(Bloomberg) -- Ukraine’s war with pro-Russian rebels may be frozen but the legal battle between Vladimir Putin and Petro Poroshenko is just heating up.
The $3 billion lawsuit Russia filed against Ukraine in London last week over a bond default is just a fraction of the $63 billion Ukraine is seeking in lawsuits and other legal claims from Stockholm to The Hague over Putin’s annexation of Crimea. Russian gas exporter Gazprom PJSC, meanwhile, is demanding about $32 billion in unpaid bills, pushing total claims from both sides to almost $100 billion.
“It’s a new phase of the standoff,” said Otilia Dhand, a political analyst specializing in central and eastern Europe at Teneo Intelligence in Brussels.
The pivot from combat zones to courtrooms will ensure relations between the former Soviet neighbors remain tense for the foreseeable future, lawyers and officials from both countries said. Many of the cases may take years to resolve and cost tens of millions of dollars in legal fees alone.
And there’s no guarantee that either side will be able to collect if it wins because that would entail hunting for state assets abroad, a complex, costly and time-consuming process in its own right, according to Stephen Jagusch, a partner at Quinn Emanuel Urquhart & Sullivan LLP. Ukraine would have to get in line behind former owners of Yukos Oil Co., who won a $50 billion award against Russia in The Hague in 2014 for unlawful confiscation of assets, he said.
Below are details of the biggest cases that have been or are due to be filed:
Russia v. Ukraine
Russia is seeking repayment of a $3 billion Eurobond it sold to Ukraine in December 2013, two months before President Viktor Yanukovych, a Putin ally, was ousted amid bloody protests, prompting the annexation of Crimea.
Russia refused to participate in the debt restructuring that Ukraine asked its foreign bondholders to join last year as the pro-Russian rebellion in the east pushed the country to the brink of insolvency and forced it to seek emergency funding from the International Monetary Fund. Private investors led by Franklin Templeton agreed in August to push back maturities and take a 20 percent so-called haircut.
Cleary Gottlieb Steen & Hamilton LLP, based in New York, is representing Russia, which is seeking full repayment of the $3 billion debt plus $75 million in interest and legal fees, Russian Finance Minister Anton Siluanov said Feb. 17. Ukraine is prepared to "vigorously defend its interests” in court, the Finance Ministry in Kiev said the next day.
The case could take between 18 and 24 months, according to Nicholas Peacock, a partner and arbitration specialist at Herbert Smith Freehills LLP in London.
Ukraine v.

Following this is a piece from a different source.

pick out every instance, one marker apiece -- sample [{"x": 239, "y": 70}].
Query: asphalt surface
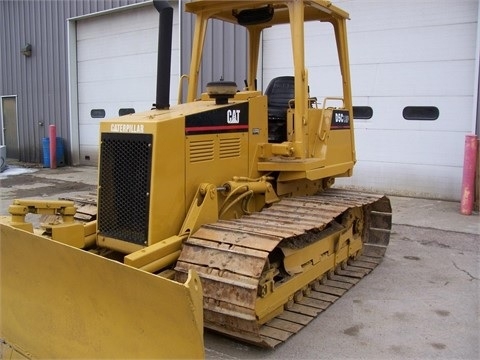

Russia
Poroshenko said on state television last month that Ukraine will file its suit against Russia for annexing Crimea, a region about the size of Belgium, with the International Court of Justice in The Hague within weeks. The Justice Ministry in Kiev has said that Ukraine will seek more than 1 trillion hryvnia ($37 billion) in damages.
International Court of Justice cases are generally very slow moving and can take years to complete, according to Peter Griffin, managing director of Slaney Advisors in London. This court is the ideal venue to decide on the legality of the Crimean annexation, but there are so many other cases related to Crimea that will probably be decided first, setting a precedent that may influence the ruling in The Hague, Griffin said.
“The large number of cases multiplies the players in the game that can make that legal determination first,” he said.
Naftogaz v. Gazprom
Ukrainian state energy company NAK Naftogaz Ukrainy has filed an arbitration claim against Russian gas exporter Gazprom for about $26 billion in Stockholm, claiming it overpaid for supplies and was paid too little for transit. The first ruling in the case isn’t expected before the middle of the year.
Naftogaz has also hired lawyers to seek damages from losses in Crimea.
Gazprom v. Naftogaz
Gazprom last June filed a $29.2 billion arbitration claim against Naftogaz in Stockholm for unpaid supplies and failure to import all the gas it agreed to buy. Last month, the Moscow-based company said Ukraine owes it almost $32 billion in all.
Oschadbank v. Russia
Ukraine’s state-run AT Oschadbank filed arbitration claims against Russia in Stockholm last month over assets lost in Crimea. CEO Andriy Pyshnyi said in August that he would seek about 15 billion hryvnia and that the case could last four years.
Other Ukrainian companies v. Russia
Five arbitration cases have been filed by Ukrainian companies, including oil and gas provider Ukrnafta PJSC, Privat Bank and Aeroport Belbek LLC, against Russia in the Hague over losses related to Crimea. New York-based Hughes Hubbard & Reed LLP is representing the Ukrainian companies, according to its website.
The claims argue that Russia breached a 1998 bilateral investment treaty with Ukraine. Russia has said it won’t take part in legal proceedings because that agreement can’t serve as a basis for arbitration.